Case A: the cell population could be inhomogeneous, with cells from a given tissue differentiating into different types, which express the same set of genes continuously. A small value of p is a consequence of a gene being expressed in a rare, specialized cell type. In the schematic of figure 1(a) genes with labels i and j are expressed by different types of rare cells.
Case B: It could be that the activity of a cell within a given tissue-type population is time-dependent.
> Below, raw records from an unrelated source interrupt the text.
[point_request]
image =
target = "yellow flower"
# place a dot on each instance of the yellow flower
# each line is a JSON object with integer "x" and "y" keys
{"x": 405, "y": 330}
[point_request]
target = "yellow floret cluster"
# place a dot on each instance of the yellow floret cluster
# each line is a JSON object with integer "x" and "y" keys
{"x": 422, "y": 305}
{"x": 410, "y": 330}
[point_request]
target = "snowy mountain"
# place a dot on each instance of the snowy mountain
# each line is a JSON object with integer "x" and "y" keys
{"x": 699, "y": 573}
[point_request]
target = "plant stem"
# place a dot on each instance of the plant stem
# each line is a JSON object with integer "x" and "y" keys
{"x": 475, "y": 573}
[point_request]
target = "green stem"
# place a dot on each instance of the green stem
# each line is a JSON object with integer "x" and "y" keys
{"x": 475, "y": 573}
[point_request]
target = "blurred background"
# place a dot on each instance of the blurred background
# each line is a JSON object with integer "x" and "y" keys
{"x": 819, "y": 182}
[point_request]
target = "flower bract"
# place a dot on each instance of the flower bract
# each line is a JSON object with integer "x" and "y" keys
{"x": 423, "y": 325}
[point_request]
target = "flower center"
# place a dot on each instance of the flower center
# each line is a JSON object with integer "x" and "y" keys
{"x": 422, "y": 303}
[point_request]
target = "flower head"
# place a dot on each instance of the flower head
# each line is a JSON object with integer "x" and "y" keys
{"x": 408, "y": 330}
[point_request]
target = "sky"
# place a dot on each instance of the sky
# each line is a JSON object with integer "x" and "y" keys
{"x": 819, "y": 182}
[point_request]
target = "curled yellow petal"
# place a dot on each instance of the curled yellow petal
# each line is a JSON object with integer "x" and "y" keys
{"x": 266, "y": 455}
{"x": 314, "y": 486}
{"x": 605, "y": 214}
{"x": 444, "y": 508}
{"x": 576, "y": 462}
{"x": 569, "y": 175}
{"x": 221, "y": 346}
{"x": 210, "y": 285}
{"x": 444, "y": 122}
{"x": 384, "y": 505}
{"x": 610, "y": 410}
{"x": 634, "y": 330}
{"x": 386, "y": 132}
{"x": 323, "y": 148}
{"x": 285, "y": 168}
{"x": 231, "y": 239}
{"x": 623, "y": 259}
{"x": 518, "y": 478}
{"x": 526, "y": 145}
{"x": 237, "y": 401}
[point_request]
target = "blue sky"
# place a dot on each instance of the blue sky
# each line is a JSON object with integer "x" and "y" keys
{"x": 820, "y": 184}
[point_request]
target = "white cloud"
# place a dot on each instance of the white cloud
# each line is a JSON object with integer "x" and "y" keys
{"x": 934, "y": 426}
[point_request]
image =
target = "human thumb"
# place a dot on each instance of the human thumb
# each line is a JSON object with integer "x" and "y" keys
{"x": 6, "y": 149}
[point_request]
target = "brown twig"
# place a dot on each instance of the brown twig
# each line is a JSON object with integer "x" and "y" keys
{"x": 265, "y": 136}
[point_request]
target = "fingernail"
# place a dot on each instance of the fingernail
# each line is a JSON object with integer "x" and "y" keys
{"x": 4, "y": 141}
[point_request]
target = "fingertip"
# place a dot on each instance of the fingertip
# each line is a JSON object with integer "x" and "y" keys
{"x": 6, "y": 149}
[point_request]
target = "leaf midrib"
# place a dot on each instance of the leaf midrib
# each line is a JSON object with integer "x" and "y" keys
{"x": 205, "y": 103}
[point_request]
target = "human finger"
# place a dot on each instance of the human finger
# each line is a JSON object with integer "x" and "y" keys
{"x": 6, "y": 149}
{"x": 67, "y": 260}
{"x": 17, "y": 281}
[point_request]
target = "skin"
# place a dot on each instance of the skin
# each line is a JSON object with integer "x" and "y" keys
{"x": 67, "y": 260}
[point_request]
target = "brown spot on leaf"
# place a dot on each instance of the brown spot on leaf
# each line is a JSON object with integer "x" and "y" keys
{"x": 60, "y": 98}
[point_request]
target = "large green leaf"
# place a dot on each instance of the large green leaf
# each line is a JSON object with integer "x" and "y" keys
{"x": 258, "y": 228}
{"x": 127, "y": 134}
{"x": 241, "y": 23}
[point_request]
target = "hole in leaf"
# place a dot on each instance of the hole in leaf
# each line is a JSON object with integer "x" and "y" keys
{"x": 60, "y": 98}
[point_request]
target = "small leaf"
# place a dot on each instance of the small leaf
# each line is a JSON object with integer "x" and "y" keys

In this case a small value of p is interpreted as an indication that the gene is turned off for most of the time. In the schematic illustration figure 1(b), a cell which is actively expressing a gene has a count equal to a peak activity α, but for most of the time the gene is not being transcribed.
It is desirable to distinguish clearly between these possibilities. This can be done by considering the coefficients of correlation for expression of different genes in the same cell. The evidence (discussed in section 3) strongly favors case B above as a model for explaining the occurrence of genes which are expressed with a low probability.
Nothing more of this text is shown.